1. The problem statement, all variables and given/known data

A thin rubber ring of radius R lies in the xy-plane and is centered at the origin. The ring carries line charge density λ=λo*sin(Ø), with a constant λo with units C/m. define tan(Ø)=y/x. Calculate the magnitude and direction of the electric field E(z) created by the ring on points on the positive z axis.

2. Relevant equations

E=kq/r^2

3. The attempt at a solution

Symmetry implies only the component Ez will be nonzero along the z axis.
Desiring to integrate over Ø, my limits of integration will be 0 to pi.
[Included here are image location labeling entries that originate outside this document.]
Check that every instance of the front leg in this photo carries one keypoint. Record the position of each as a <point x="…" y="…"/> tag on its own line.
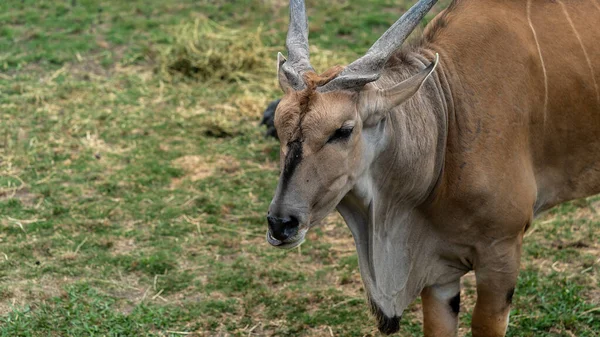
<point x="441" y="304"/>
<point x="496" y="274"/>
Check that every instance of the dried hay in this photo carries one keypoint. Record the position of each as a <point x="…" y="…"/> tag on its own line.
<point x="218" y="57"/>
<point x="205" y="50"/>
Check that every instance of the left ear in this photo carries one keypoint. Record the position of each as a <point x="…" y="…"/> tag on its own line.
<point x="374" y="103"/>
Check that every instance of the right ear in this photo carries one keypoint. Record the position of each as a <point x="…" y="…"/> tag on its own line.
<point x="284" y="82"/>
<point x="374" y="103"/>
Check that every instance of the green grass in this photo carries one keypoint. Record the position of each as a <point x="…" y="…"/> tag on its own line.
<point x="133" y="204"/>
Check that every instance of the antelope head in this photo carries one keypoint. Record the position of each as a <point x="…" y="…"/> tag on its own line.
<point x="327" y="123"/>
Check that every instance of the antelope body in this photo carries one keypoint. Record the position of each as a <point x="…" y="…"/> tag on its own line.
<point x="439" y="167"/>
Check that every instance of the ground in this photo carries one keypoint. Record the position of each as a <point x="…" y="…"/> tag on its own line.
<point x="134" y="183"/>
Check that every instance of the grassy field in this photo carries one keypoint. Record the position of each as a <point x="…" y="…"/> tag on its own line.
<point x="134" y="185"/>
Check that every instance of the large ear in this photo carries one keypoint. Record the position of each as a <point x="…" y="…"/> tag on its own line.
<point x="284" y="82"/>
<point x="374" y="103"/>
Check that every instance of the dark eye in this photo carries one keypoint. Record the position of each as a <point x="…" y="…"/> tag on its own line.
<point x="341" y="134"/>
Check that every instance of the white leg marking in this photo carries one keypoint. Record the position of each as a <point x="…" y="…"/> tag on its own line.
<point x="507" y="320"/>
<point x="587" y="58"/>
<point x="537" y="43"/>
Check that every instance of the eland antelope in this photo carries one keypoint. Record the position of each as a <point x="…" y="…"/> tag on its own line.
<point x="438" y="155"/>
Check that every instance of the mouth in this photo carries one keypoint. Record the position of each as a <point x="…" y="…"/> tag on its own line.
<point x="290" y="243"/>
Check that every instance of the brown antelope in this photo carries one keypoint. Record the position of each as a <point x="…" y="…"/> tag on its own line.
<point x="438" y="167"/>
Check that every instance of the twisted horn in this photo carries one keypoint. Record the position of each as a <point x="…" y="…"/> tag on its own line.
<point x="368" y="68"/>
<point x="297" y="46"/>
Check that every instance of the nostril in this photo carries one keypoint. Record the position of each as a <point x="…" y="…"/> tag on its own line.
<point x="293" y="221"/>
<point x="283" y="228"/>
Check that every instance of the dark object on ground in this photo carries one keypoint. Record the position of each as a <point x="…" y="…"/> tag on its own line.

Now dE=k*dq/r^2 with r=(R^2+z^2).

Q/R=λo*sin(Ø) so dQ=R*λo*cos(Ø) dØ

and dEz= k*R*λo*cos(Ø) dØ/(R^2+z^2)

however, integrating this over Ø results in multiplying everything by sin(pi)-sin(0) = 0, so clearly I've made at least one mistake here.

All help is appreciated!

Last edited: Sep 21, 2009
2. Sep 21, 2009

facenian

the result must be zero for the sake of symmetri. Your result is correct (I think)

3. Sep 21, 2009

skyrolla

Symmetry in the x and y directions makes sense, as an equal amount of ring and angle phi are distributed to both the positive and negative halves. However the field would certainly have a Z component at points along the Z axis, as the full ring exerts charge in either a positive or negative z direction.

4. Sep 21, 2009

facenian

the charge is ditributed in iqual amount in each semi-circle but with defferent signs, so symmetry implies that the z component must be zero. However I now realize that there must be a component in the x-y plane

5. Sep 21, 2009

gabbagabbahey

I think you should draw a picture...the angle [tex]\phi[/itex] is measured entirely in the xy-plane, and any point on the ring is given by $x=R\cos\phi$, $y=R\sin\phi$ and $z=0$.

If the ring is an entire circle, the limits on $\phi$ will be zero to $2\pi$

Not quite. By definition of linear charge density, $dq=\lambda ds=\lambda_0 \sin\phi Rd\phi$

No, not only should the cosine be a sine, but you haven't properly selected the z-component of $d\textbf{E}$.

Again, draw a picture...the field $d\textbf{E}$ from a tiny piece of the ring points from that piece, to the point on the z-axis at which it is measured...you want to find the z-component of that vector.

Even after you do the calculation properly, you will still find that $E_z=0$, however, if you also calculate the other components you should find that $E_y\neq0$.

6. Sep 22, 2009

skyrolla

Thanks. After figuring out I had the wrong component, I was able to solve the problem.